Emma follows four steps when she edits:

  1. question the text
  2. communicate clearly
  3. remove distractions
  4. read, reread, reread again

1. Question the text.  Emma reads through it once.  She gets the feel for the general idea behind the piece of writing.  Does every word, in some way, come back to that main question?  Or is it just a general musing?  What about the train of thought?  Why is it there?  How does it answer the publication’s question?  If it does not address the question the publication is attempting to answer, it should be cut.

Emma also questions the text for clarity.  Is it clear, interesting, concise?  Does it transition?  Do you lead the reader to your point—does every sentence make clear what you’re trying to say?  Why should we care?

2. Communicate clearly.  After all, this is the point.  Words are the mechanism.  What’s the best way to illustrate what you’re trying to say?  What devices can you use?  Formatting?  Rhythm?  Metaphors?  Emma will weld your writing, using words and figures of speech as my tools.  She’ll make sure you say what you’re saying, in as few words as possible, and make those the best possible words.  We’ll try to use varied sentence structure, powerful verbs, and clear subjects.  Emma will sit with it, think about it, close my eyes, let words pop in my mind, and ideas.  She’ll make sure your writing is helping you, not hurting you.  And you aren’t asking too much of the devices you use. Emma will cut the ones that can’t be replaced or edited.  Let the writing do the work.

3. Remove distractions.  Grammatical errors are distractions.  They get in the way of communication.  They turn the reader’s attention to either trying to figure out what you’re trying to say or how disturbed they are with your mistake.  Emma can find your traps and look for them.
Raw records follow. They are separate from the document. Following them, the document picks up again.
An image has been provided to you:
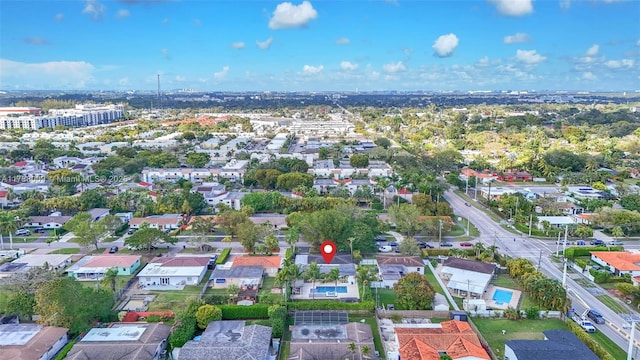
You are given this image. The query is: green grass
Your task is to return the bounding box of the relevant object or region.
[589,331,627,360]
[473,318,568,359]
[349,316,385,359]
[596,295,629,314]
[49,248,80,255]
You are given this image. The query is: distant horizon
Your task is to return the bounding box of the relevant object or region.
[0,0,640,92]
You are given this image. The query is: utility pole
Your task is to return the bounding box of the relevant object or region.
[562,225,569,288]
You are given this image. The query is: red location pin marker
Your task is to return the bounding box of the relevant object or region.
[320,240,338,264]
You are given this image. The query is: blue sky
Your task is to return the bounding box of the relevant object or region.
[0,0,640,91]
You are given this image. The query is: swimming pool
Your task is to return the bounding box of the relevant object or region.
[315,286,347,294]
[491,289,513,305]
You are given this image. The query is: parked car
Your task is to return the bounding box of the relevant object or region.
[587,309,605,324]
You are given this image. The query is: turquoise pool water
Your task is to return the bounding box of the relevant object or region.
[315,286,347,294]
[491,289,513,304]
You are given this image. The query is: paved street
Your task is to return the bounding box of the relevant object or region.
[444,191,640,351]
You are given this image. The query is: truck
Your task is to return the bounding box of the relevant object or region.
[569,309,596,333]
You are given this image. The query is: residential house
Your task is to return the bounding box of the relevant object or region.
[440,257,496,298]
[287,311,375,360]
[591,251,640,278]
[536,216,576,230]
[137,256,209,290]
[504,330,599,360]
[210,265,264,291]
[65,322,171,360]
[129,214,182,230]
[0,324,69,360]
[177,320,272,360]
[67,254,142,281]
[231,255,282,277]
[87,208,111,221]
[372,256,424,289]
[389,320,491,360]
[24,215,72,229]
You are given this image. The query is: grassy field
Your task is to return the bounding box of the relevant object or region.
[473,318,568,359]
[589,331,627,360]
[349,316,385,359]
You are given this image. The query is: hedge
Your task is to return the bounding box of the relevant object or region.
[567,321,615,360]
[216,248,231,265]
[218,304,269,320]
[287,301,376,312]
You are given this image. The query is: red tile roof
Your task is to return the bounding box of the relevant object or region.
[395,320,490,360]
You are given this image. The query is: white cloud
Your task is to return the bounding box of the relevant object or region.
[269,0,318,30]
[302,65,324,75]
[604,59,635,69]
[516,50,547,64]
[586,44,600,56]
[502,33,531,44]
[489,0,533,16]
[0,59,95,89]
[213,66,229,80]
[432,34,458,57]
[382,61,407,74]
[82,0,107,21]
[340,61,360,71]
[116,9,131,19]
[256,37,273,50]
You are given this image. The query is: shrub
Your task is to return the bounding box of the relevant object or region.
[216,248,231,265]
[196,305,222,329]
[524,306,540,320]
[219,304,269,320]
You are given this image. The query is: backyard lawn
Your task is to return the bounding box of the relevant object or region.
[472,318,568,359]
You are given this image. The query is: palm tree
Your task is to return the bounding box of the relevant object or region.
[100,268,118,293]
[302,262,322,298]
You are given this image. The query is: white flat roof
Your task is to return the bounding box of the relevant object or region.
[80,324,147,342]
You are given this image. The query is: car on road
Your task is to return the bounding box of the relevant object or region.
[587,309,605,324]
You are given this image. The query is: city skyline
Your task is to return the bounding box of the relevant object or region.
[0,0,640,91]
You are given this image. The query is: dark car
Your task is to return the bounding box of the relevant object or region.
[587,310,605,324]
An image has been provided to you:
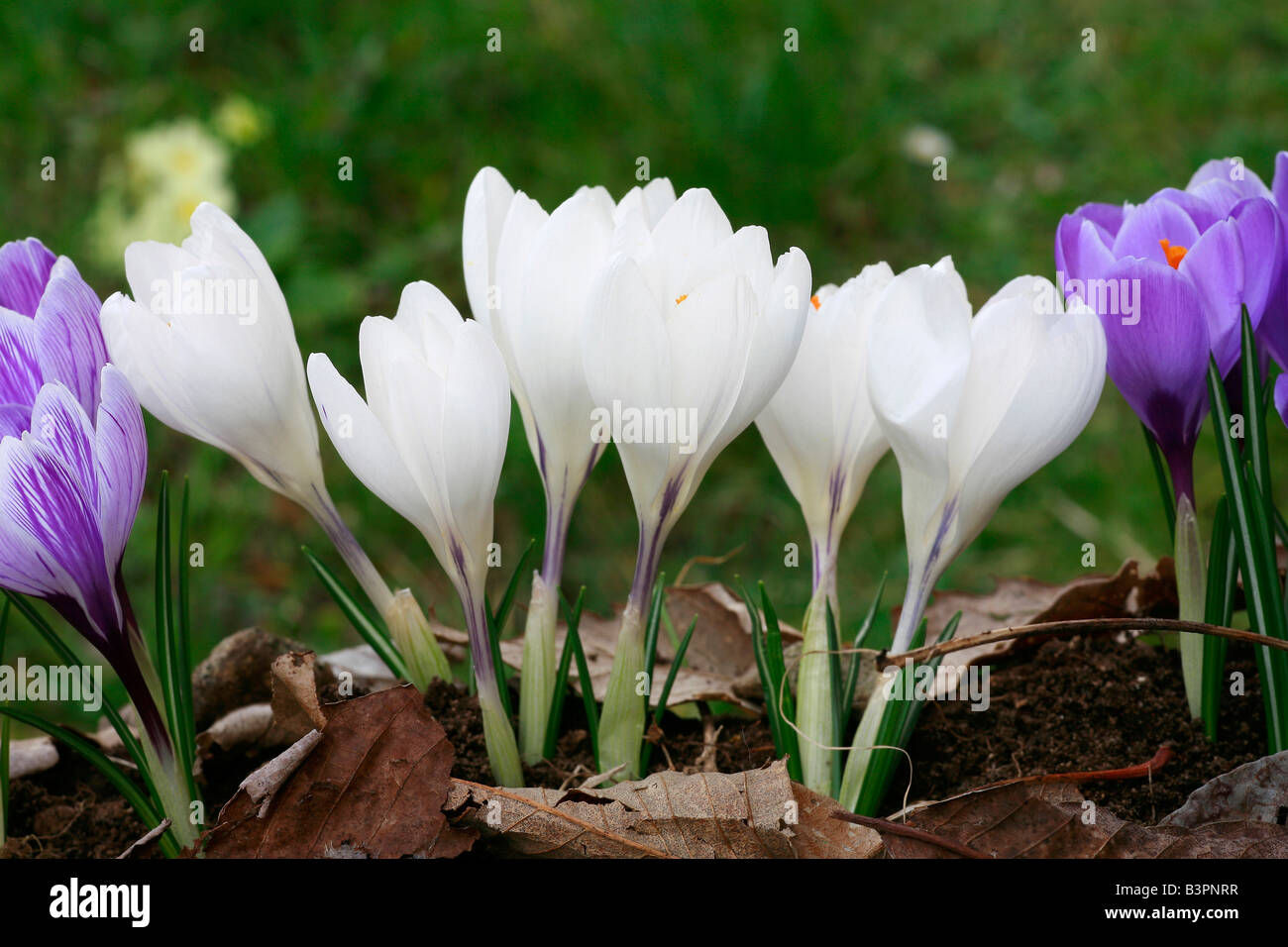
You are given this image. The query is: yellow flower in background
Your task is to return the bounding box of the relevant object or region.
[91,118,242,266]
[215,95,268,147]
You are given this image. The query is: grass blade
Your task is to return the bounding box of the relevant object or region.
[1208,360,1288,753]
[644,573,666,690]
[492,539,537,633]
[0,704,179,857]
[759,582,802,783]
[640,614,698,776]
[1140,424,1176,546]
[825,601,849,798]
[300,546,404,681]
[4,588,151,781]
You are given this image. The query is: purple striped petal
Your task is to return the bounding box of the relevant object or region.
[36,257,107,415]
[1113,197,1199,264]
[0,436,124,647]
[1177,220,1244,377]
[0,309,42,404]
[1275,373,1288,425]
[1055,214,1115,287]
[1100,259,1210,458]
[0,404,31,438]
[94,365,149,563]
[1270,151,1288,214]
[30,381,98,510]
[0,237,54,318]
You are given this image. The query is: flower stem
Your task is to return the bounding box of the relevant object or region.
[599,523,666,781]
[796,543,842,795]
[304,485,452,690]
[461,588,523,786]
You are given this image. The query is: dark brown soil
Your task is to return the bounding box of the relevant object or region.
[425,682,774,789]
[885,637,1266,823]
[0,749,147,858]
[10,637,1265,858]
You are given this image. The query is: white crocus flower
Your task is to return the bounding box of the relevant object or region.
[309,282,523,786]
[583,189,810,777]
[102,204,450,685]
[868,257,1105,652]
[461,167,675,762]
[840,257,1105,809]
[756,263,894,795]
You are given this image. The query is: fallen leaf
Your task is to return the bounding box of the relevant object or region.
[445,760,880,858]
[9,736,58,780]
[271,651,326,741]
[1159,750,1288,827]
[884,783,1288,858]
[203,684,473,858]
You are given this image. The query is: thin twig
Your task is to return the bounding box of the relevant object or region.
[832,809,988,858]
[877,618,1288,668]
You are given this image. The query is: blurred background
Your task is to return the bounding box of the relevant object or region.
[0,0,1288,710]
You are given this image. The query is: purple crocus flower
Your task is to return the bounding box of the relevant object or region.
[0,239,172,763]
[1055,154,1288,502]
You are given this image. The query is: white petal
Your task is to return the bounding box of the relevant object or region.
[461,167,514,325]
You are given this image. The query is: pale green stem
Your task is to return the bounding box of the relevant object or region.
[837,676,893,811]
[599,600,645,781]
[796,544,842,795]
[1176,493,1207,719]
[300,484,452,690]
[519,573,559,763]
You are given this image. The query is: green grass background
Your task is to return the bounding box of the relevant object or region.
[0,0,1288,716]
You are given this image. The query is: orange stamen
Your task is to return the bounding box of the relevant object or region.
[1158,240,1189,269]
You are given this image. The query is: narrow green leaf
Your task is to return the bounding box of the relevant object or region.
[492,539,537,634]
[640,614,698,776]
[0,704,179,857]
[4,588,151,783]
[759,582,802,783]
[824,601,849,798]
[300,546,404,681]
[738,579,786,759]
[1140,424,1176,546]
[837,573,890,726]
[644,573,666,690]
[483,599,514,717]
[1208,360,1288,753]
[564,586,599,771]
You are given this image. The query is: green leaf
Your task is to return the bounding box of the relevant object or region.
[640,614,698,776]
[4,588,152,784]
[1202,496,1239,742]
[1140,424,1176,546]
[735,579,787,759]
[1208,356,1288,753]
[492,539,537,634]
[644,573,666,690]
[561,586,599,771]
[174,476,201,798]
[300,546,404,681]
[824,600,849,798]
[759,582,802,783]
[837,573,890,726]
[0,704,179,857]
[483,598,514,719]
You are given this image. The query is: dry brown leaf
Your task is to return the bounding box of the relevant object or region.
[205,685,473,858]
[1159,750,1288,827]
[273,651,326,742]
[884,784,1288,858]
[446,762,880,858]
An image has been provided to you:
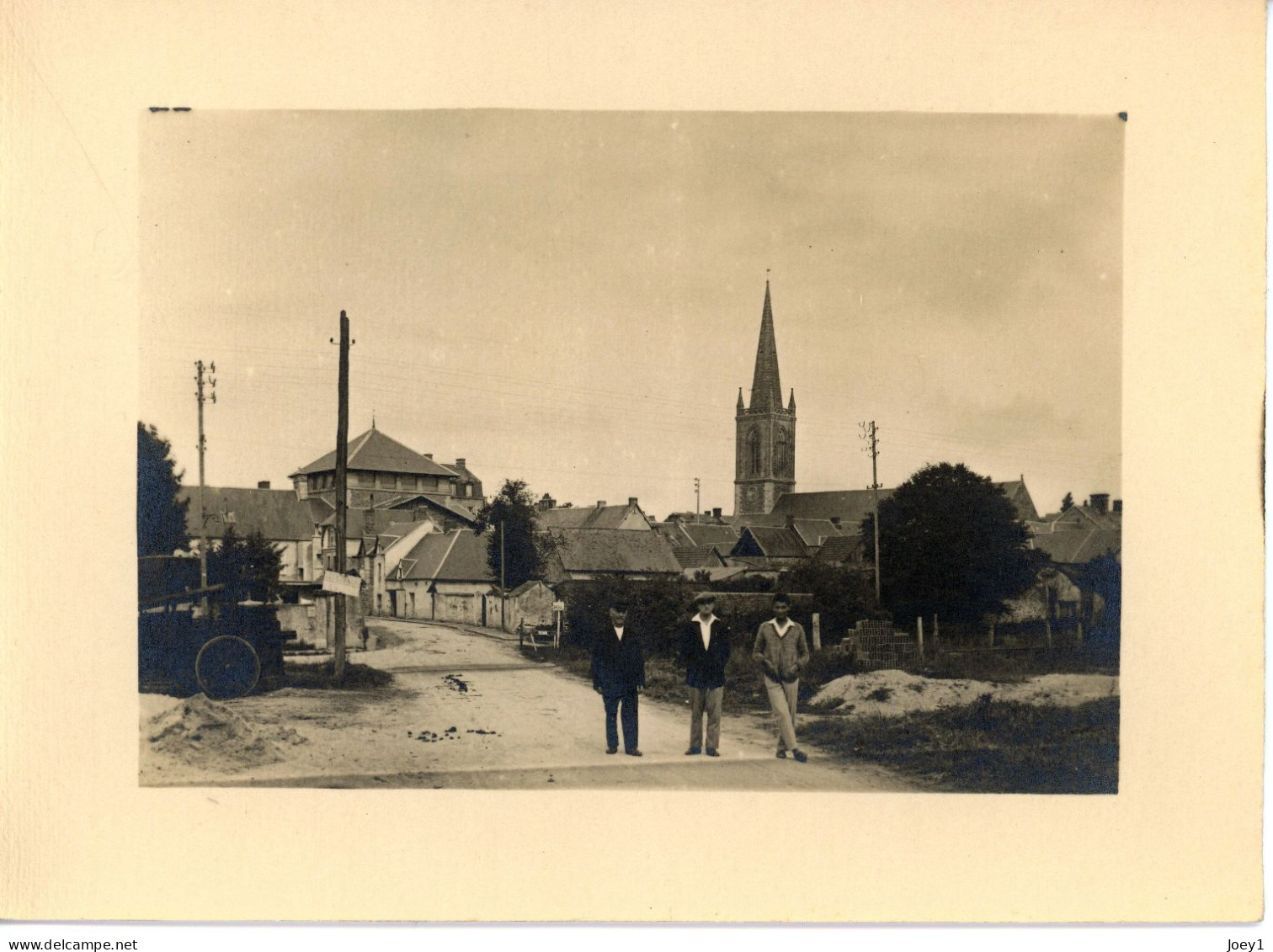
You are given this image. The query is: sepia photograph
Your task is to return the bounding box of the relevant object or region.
[136,107,1136,795]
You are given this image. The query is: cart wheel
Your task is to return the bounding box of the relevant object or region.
[194,636,261,700]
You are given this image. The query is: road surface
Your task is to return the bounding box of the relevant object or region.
[141,619,915,790]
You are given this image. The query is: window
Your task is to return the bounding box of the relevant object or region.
[748,427,760,476]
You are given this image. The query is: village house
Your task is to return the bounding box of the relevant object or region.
[290,424,485,520]
[178,482,322,582]
[545,528,681,586]
[535,497,651,532]
[386,529,502,627]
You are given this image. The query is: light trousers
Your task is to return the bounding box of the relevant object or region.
[690,687,724,751]
[764,674,800,751]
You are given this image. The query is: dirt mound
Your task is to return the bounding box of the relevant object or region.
[145,694,289,771]
[812,671,1118,718]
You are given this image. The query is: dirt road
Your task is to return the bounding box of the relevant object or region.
[141,620,914,790]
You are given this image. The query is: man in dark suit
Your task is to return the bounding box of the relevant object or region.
[592,601,646,758]
[681,592,731,758]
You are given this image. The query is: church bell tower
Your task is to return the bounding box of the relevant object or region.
[733,281,796,514]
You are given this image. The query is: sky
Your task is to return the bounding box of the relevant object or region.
[139,109,1123,518]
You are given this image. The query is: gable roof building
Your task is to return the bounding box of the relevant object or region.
[535,497,652,532]
[290,425,482,505]
[545,527,681,584]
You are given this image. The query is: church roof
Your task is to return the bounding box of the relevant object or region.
[291,427,455,477]
[748,281,783,412]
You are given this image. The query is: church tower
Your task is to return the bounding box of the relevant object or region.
[733,281,796,514]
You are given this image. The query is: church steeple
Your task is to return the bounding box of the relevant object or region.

She fixes them.  Some common errors that Emma often finds in the work of her clients: pronoun confusion, dangling modifiers, overusing prepositional phrases, incorrect semicolon use.

4.  Read, reread, reread again.  Every time Emma makes a change, she rereads it.  Every time she makes more changes, she rereads again.  When Emma gets through the entire work without making additional changes, she reads the piece all the way through, then whispers it to herself.  Something happens in speaking out loud that doesn’t happen with silent reading.  Emma listens to how it sounds, how it feels, how it works. She stops when something doesn’t sound right.